El colegio ha cerrado estos días, así que no hay puesto, y las clases de sus hijos se han suspendido. Serán en línea, han comunicado, como en el resto de países afectados por la epidemia del Covid-19. Pero en la casa de Juárez no había internet. Ahora, además de comprar el agua que les haga falta cuando se acabe cada semana, deben pagar más de 400 pesos para tener Wifi, unos 20 dólares. “Un día de trabajo”, señala resignada.

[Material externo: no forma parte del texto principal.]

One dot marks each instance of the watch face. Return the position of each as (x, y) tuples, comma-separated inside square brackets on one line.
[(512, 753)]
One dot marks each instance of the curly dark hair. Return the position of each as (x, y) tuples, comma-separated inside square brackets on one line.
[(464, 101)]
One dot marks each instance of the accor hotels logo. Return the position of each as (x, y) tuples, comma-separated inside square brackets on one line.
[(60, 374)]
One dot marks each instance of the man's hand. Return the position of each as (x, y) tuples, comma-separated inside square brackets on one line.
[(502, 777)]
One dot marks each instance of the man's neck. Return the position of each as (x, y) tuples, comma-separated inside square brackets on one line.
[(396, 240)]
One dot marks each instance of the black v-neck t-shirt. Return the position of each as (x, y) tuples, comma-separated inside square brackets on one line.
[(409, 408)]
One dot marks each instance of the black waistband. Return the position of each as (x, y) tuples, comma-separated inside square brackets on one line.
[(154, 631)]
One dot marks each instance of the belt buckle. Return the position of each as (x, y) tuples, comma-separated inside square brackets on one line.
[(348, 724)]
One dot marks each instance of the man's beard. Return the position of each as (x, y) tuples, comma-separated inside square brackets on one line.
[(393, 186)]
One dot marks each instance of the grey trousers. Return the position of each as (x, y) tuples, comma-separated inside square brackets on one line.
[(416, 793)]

Hasta el domingo de la semana pasada, Juárez solo había sabido del coronavirus por las noticias. Ese día fue a trabajar a un barrio de clase media de la capital, en la colonia Narvarte. Ni siquiera le abrieron la puerta. Desde la ventana, la señora de la casa donde trabajaba ese día le explicaba por qué no podía entrar. “Tenemos miedo a que nuestro hijo se contagie. Ya no puedes venir más, Patricia. Toma lo del día por las molestias”, recuerda Juárez que le dijeron. Y con 400 pesos enrollados en el bolsillo, lo que cuesta solo el Internet de su hijo un mes, se regresó en Metro y autobús a su casa. Nada más. “¿De qué vamos a vivir este tiempo?”, se pregunta.
Tres de las seis casas para las que trabajaba le han dado el dinero de un mes, aunque no vaya a ir a trabajar. “Si no consigo más, no comemos”, cuenta en voz baja con lágrimas en los ojos desde la cocina de su casa, mientras sus hijos ven la televisión. Tanto ella como otros millones de vecinos dependen de la buena voluntad del patrón, de su caridad. Como si trabajar toda la vida no les concediera el derecho fundamental de sobrevivir.
México, con 367 casos confirmados y cuatro muertos, ha pedido a la ciudadanía que no realice las actividades que no sean indispensables, se suspendan eventos masivos y si pueden, se queden en casa. Si tienen síntomas —tos seca, fiebre, dolor corporal— llamen a las líneas de asistencia de los hospitales públicos y esperen para realizarse una prueba.
Juárez no tiene celular porque en el autobús que toma cuando se acaba la línea de Metro para llegar a su casa asaltan con pistola un día sí y otro también. No merece la pena comprar cada semana uno nuevo. Es diabética y en enero estuvo ingresada en el hospital por una gripe. Si se enferma ella de nuevo o su familia, no tienen acceso a la Seguridad Social, como más de 71 millones de personas en este país. Si tienen que ir al médico, pueden acceder a los hospitales de los pobres que no cotizan (casi el 60% de la población), donde lo único que no se paga es el doctor, pero el paciente tiene que comprar hasta las jeringuillas.
Los expertos han vaticinado que la crisis golpeará a México a finales de marzo o principios de abril, el parón de actividades puede ser total, como ha sucedido en otros países europeos. Juárez intentará buscar trabajo de lo que sea en estas semanas, todavía no ha pensado en qué. Con lo que sus patrones le han dado comprará frijoles y latas que duren el mayor tiempo posible. Ni ella ni sus vecinos agotaran las reservas de los supermercados de su barrio. “Pinches chinos, qué les costaba hervir al murciélago”, le contaba su hijo y ella todavía se ríe cuando recuerda el chiste.